Several limitations should be acknowledged. While providing valuable insights, the retrospective nature, the limited sample size, and the few cases in our study may limit the statistical power and restrict the generalisability of the findings. Specifically, the retrospective study design limited obtaining endoscopic results at the same time for each patient. The study was conducted at a single centre, which may introduce biases related to local clinical practices, patient demographics and treatment protocols, further limiting the external validity. Prospective multicentre studies with larger cohorts are necessary to validate these results and refine the pharmacokinetic-pharmacodynamic relationship further. Additionally, exploring the mechanisms behind the altered drug CL observed in patients with previous biological exposure could help in designing more effective treatment regimens. We acknowledge that the current frequency of 1 sample per patient during the maintenance phase may limit precision, and future studies should employ a higher sampling frequency to optimise outcome predictions. Perhaps, after the induction, the sampling before the 4th dose (week 14), every 6 months during the maintenance phase, and at flare-up of symptoms could be considered. Nevertheless, real-world clinical data are crucial for providing a more comprehensive perspective, and that is the greatest strength of this study.

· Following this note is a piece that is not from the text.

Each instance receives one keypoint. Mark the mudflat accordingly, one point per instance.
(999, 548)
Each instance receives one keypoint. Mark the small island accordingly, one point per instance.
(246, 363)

In summary, while trough concentration provides useful information for TDM, VDZ CL offers a more robust and clinically relevant predictor of remission in IBD patients. By understanding CL, we can more accurately tailor dosing regimens to individual patient needs, ultimately enhancing therapeutic outcomes and achieving sustained remission. Furthermore, our ongoing prospective research aims to further investigate the potential of not only CL but also other exposure metrics as surrogates of response and remission in IBD patients. This could provide deeper insights into optimising VDZ therapy.

5. Conclusions

The findings of this study explore various factors of VDZ PK variability and point out a 26.4% increase in VDZ CL with prior anti-TNFα treatment. Moreover, VDZ CL emerged as a more robust and clinically relevant predictor of remission in IBD patients, potentially serving as a PD marker as it can reflect disease activity. Our results reinforce the potential role of CL as a surrogate for remission in IBD patients undergoing VDZ therapy. Future research should focus on exploring the role of VDZ CL together with identifying appropriate exposure metrics to better predict treatment response on evaluating the value of TDM and MIPD-TDM in VDZ optimisation, exploring its PK profile and exposure-response relationship in acute severe UC and fistulizing CD, and assessing its PK in paediatric IBD patients. Additionally, comparative studies of the PK profile of VDZ in comparison to other monoclonal antibodies are needed to identify potential similarities and differences that could inform overall personalised biologics therapy in IBD treatment.